Гарольд Пинтер - Карлики
– Чай готов.
Они сели за стол, и она стала нарезать хлеб.
– Нельзя держать женщину в герметичном футляре и открывать его, только когда свет выключен, – сказал Пит. – Женщина и в других областях может многого добиться.
– Но ведь он тебе нравится, я так понимаю?
– Нравится? Конечно, нравится.
Он нарезал на ломтики помидор и насыпал соли на тарелку.

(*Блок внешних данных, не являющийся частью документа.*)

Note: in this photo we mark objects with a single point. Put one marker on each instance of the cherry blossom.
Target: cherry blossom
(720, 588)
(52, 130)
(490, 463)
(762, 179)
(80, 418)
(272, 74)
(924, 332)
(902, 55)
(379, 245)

– Он умеет слушать, – сказала Вирджиния.
– Он тупой и упертый. Вот что я тебе скажу. На днях он пытался убедить меня, будто все мои проблемы из-за того, что я недостаточно часто с тобой сплю.
– Марк?
– Да.
– А он-то откуда знает? Я имею в виду, откуда он вообще знает? Ну, про нас?
– Понятия не имею. Может, я сам когда-нибудь об этом упомянул.
– То есть ты сам сказал ему, что мы не слишком часто занимаемся любовью?
– Ну да.
– Ого.
– А что? Ты против?
– Нет.
– По-моему, стыдиться тут нечего.
– Да, конечно, может, мы просто напишем совместное заявление и пошлем ему?
– В этом нет необходимости, – сказал Пит. Он налил чаю.
– Чтобы он не беспокоился.
– Не думаю, – сказал Пит, – чтобы его вообще беспокоили наши проблемы.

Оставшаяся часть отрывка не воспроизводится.